Байрон верил в несчастливые дни. Однажды он отказался быть представленным даме, потому что день был пятницей; и в этот день недели он не навещал друзей. «Что-то, — говорил он, — шепнуло мне на свадьбе, что я подписываю себе смертный приговор. Я горячо верю в предчувствия. Демон Сократа не был выдумкой; у монаха Льюиса был свой наставник, а у Наполеона — множество предупреждений. В последний момент я бы отступил, если бы мог».
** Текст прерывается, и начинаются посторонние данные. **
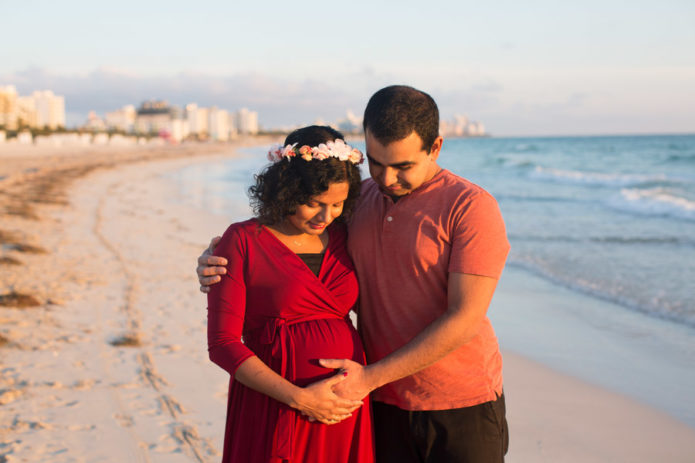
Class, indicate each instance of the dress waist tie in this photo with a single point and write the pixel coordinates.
(276, 333)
Поэт был высокого мнения о монахе Льюисе. Вот две истории, рассказанные Байроном:
«Пока Льюис жил в Мангейме, каждую ночь в один и тот же час он слышал, или ему казалось, будто он слышит в своей комнате, лежа в постели, потрескивание, похожее на звук, издаваемый пергаментом или плотной бумагой. Это обстоятельство побудило его навести справки, после чего ему рассказали, что звуки объясняются следующей причиной: дом, в котором он жил, принадлежал вдове, у которой был единственный сын. Чтобы помешать ему жениться на бедной, но милой девушке, к которой он был привязан, юношу отправили на море. Шли годы, но мать не получала никаких вестей ни о нем, ни о корабле, на котором он уплыл. Предполагали, что судно потерпело крушение и все находившиеся на борту погибли. Упреки девушки, обличения собственной совести и потеря ребенка свели старуху с ума. Ее единственным занятием было листать газеты в поисках новостей. Наконец надежда оставила ее: она прожила недолго и продолжала свое прежнее занятие после смерти».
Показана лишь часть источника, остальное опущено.